The new Santander UK Town and City Index said that overall, Belfast emerges with a mid-table ranking, 43rd, for its favourable business conditions.
The research shows that the city's business community benefits from a lower than average "negative churn rate", so is losing fewer businesses than other towns and cities.
Additionally, its low costs associated with running firms can also help support creation and growth.
It was also said that Belfast's high five-year business survival rate means the city's established companies are more likely to develop stronger links with their stakeholders, such as their supply chain and finance providers.
The index is a study of the largest 74 urban areas in the UK as well as 32 London boroughs.
The study, which was conducted by Professor Francis Greene of Birmingham Business School at the University of Birmingham, measures five areas that are vital to business success in the UK's towns and cities – enterprise, talent, connectivity, costs and well-being.

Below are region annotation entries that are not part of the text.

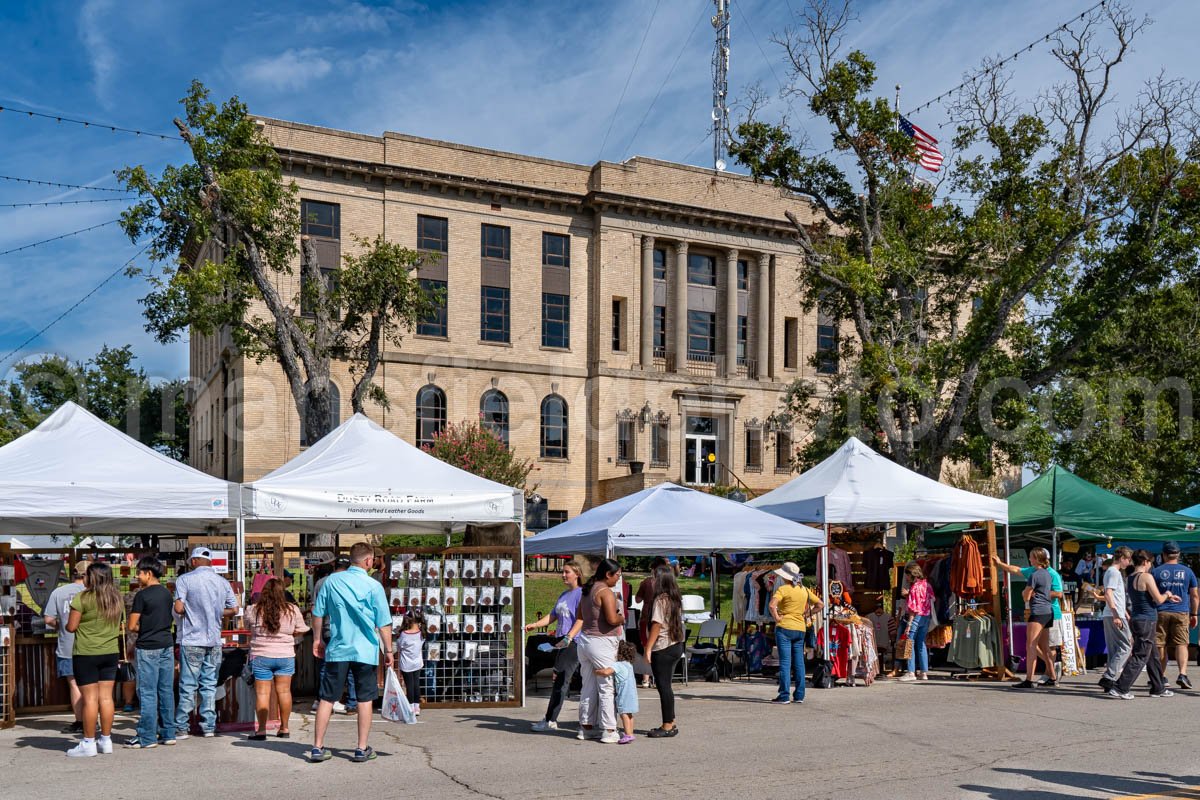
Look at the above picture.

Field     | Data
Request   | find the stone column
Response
[641,236,654,369]
[725,248,738,378]
[755,253,772,380]
[674,241,688,372]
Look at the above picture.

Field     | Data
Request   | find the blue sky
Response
[0,0,1200,378]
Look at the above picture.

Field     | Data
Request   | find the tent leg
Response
[821,523,829,661]
[234,515,246,608]
[1004,522,1016,656]
[512,510,526,708]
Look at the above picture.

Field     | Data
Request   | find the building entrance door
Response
[683,416,719,486]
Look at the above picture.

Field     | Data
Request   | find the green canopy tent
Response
[925,465,1200,551]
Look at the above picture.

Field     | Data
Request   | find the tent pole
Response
[1004,522,1015,656]
[512,489,528,708]
[821,522,829,661]
[234,513,246,608]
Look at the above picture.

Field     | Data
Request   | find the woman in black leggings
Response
[646,566,684,739]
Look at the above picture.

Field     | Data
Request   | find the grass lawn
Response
[526,572,733,642]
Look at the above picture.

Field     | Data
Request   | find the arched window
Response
[416,384,446,447]
[541,395,566,458]
[479,389,509,444]
[300,380,342,447]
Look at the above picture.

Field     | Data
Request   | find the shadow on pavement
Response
[959,768,1200,800]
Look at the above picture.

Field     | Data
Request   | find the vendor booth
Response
[238,414,524,708]
[0,402,240,722]
[748,437,1008,678]
[924,464,1200,672]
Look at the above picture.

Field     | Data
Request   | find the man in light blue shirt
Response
[308,542,392,762]
[175,547,238,739]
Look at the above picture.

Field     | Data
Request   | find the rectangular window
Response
[817,325,838,375]
[612,297,625,353]
[784,317,799,369]
[650,422,671,467]
[479,287,510,342]
[416,213,450,253]
[416,278,450,338]
[688,309,716,361]
[688,253,716,287]
[480,224,510,261]
[775,431,792,473]
[541,233,571,267]
[300,200,342,239]
[617,420,634,464]
[542,289,571,349]
[746,428,762,473]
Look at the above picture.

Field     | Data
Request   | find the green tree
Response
[119,82,432,448]
[425,422,536,494]
[0,344,188,461]
[731,0,1198,476]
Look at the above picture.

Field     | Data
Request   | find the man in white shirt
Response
[1099,547,1133,692]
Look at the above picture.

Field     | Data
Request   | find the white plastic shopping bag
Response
[383,667,416,724]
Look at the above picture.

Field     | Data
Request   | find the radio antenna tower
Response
[712,0,733,172]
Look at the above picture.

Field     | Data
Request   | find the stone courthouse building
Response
[191,120,838,522]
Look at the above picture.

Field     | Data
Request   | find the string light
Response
[0,219,120,255]
[0,197,138,209]
[0,175,128,194]
[0,245,150,366]
[0,106,184,142]
[906,0,1108,115]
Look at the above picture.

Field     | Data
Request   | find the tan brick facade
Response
[191,120,844,516]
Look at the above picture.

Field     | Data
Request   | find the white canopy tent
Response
[746,437,1012,655]
[526,483,826,555]
[0,402,239,535]
[746,437,1008,525]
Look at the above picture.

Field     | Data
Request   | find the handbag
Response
[116,622,137,684]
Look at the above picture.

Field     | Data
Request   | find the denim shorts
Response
[250,656,296,680]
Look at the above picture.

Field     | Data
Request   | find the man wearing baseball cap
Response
[42,560,91,733]
[175,547,238,740]
[1150,542,1200,688]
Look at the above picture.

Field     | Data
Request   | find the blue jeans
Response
[134,648,175,745]
[775,625,804,700]
[907,614,929,672]
[175,644,221,733]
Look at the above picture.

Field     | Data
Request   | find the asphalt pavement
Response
[0,669,1200,800]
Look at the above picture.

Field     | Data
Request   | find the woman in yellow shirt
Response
[769,561,822,705]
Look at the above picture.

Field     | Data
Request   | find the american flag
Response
[900,116,942,173]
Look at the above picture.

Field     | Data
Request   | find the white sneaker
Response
[67,739,96,758]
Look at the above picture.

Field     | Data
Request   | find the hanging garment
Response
[829,547,854,591]
[817,624,851,678]
[950,534,986,597]
[863,546,895,591]
[25,559,62,612]
[733,572,750,625]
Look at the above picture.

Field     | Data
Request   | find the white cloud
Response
[79,0,116,108]
[236,47,334,91]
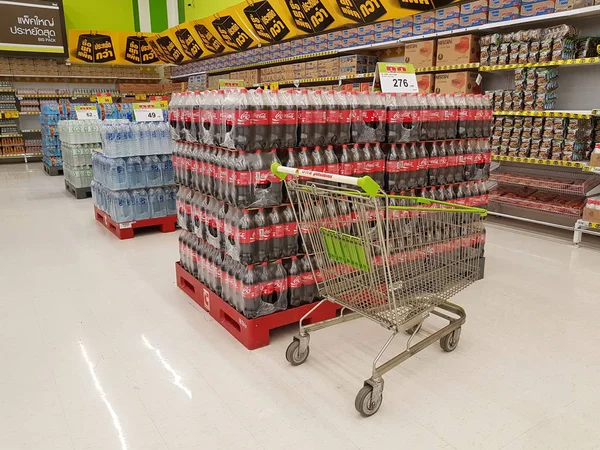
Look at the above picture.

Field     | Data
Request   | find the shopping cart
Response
[272,163,486,416]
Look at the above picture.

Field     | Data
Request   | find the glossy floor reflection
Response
[0,163,600,450]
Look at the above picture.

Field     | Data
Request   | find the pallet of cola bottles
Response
[175,262,339,350]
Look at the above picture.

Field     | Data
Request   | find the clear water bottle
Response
[148,187,167,218]
[127,156,146,189]
[131,189,150,220]
[144,155,163,187]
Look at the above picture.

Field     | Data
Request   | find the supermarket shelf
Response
[479,57,600,72]
[488,199,580,231]
[254,72,375,87]
[494,110,592,119]
[492,155,588,169]
[171,5,600,79]
[415,63,480,73]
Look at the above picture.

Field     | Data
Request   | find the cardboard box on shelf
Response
[435,72,481,94]
[437,34,480,66]
[555,0,600,12]
[417,73,435,94]
[435,17,460,32]
[404,39,437,68]
[460,10,488,28]
[488,6,521,23]
[435,6,460,20]
[413,22,435,36]
[460,0,489,16]
[521,0,555,17]
[413,11,435,25]
[489,0,521,9]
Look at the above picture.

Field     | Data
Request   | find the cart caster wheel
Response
[406,324,419,336]
[440,327,460,352]
[285,339,310,366]
[354,384,383,417]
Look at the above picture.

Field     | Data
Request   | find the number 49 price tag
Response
[75,105,98,120]
[133,103,164,122]
[374,63,419,94]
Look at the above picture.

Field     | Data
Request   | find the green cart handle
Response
[271,162,381,197]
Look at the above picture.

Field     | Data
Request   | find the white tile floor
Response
[0,163,600,450]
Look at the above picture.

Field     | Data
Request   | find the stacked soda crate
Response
[169,89,492,318]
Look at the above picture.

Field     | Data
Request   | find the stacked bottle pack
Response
[40,103,63,167]
[58,120,102,188]
[91,120,177,223]
[169,89,493,152]
[169,89,492,318]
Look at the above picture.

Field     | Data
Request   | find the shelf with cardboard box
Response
[172,0,600,81]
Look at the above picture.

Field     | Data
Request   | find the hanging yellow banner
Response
[69,30,160,65]
[236,0,303,44]
[210,5,260,51]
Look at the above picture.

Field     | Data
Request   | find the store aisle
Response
[0,163,600,450]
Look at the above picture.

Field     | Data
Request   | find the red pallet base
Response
[175,262,340,350]
[94,206,177,239]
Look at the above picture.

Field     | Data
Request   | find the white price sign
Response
[75,105,98,120]
[133,103,164,122]
[373,63,419,94]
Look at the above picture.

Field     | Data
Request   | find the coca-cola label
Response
[237,228,256,244]
[325,109,340,123]
[256,226,271,242]
[288,275,302,289]
[281,109,298,125]
[312,109,327,124]
[233,109,252,127]
[325,164,340,174]
[251,109,269,125]
[273,278,288,292]
[284,222,298,236]
[192,109,202,123]
[270,109,283,125]
[252,170,281,185]
[242,284,261,299]
[302,272,315,286]
[417,158,430,170]
[235,171,252,186]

On the downside, high levels of poor internet connectivity among consumers make it difficult for businesses to communicate effectively with their customer base and the report said that broadband speed is slower than average in Belfast.
Nationally, Cambridge emerged as the top town or city in the UK for its business competitiveness ahead of long-term academic rival, Oxford, with Edinburgh ranked third.
Peter Torrens, regional director for Santander Corporate & Commercial, said Belfast has many of the key ingredients that help to support its business community and they have an important role to play in its future success.
"Santander is passionate about working with British businesses to help them meet their aspirations," he said.
"Our focus is on the relationships we are able to build with our business customers.
"We hope this report will help us further develop our understanding of how a business's needs differ from region to region and how we can tailor our support accordingly."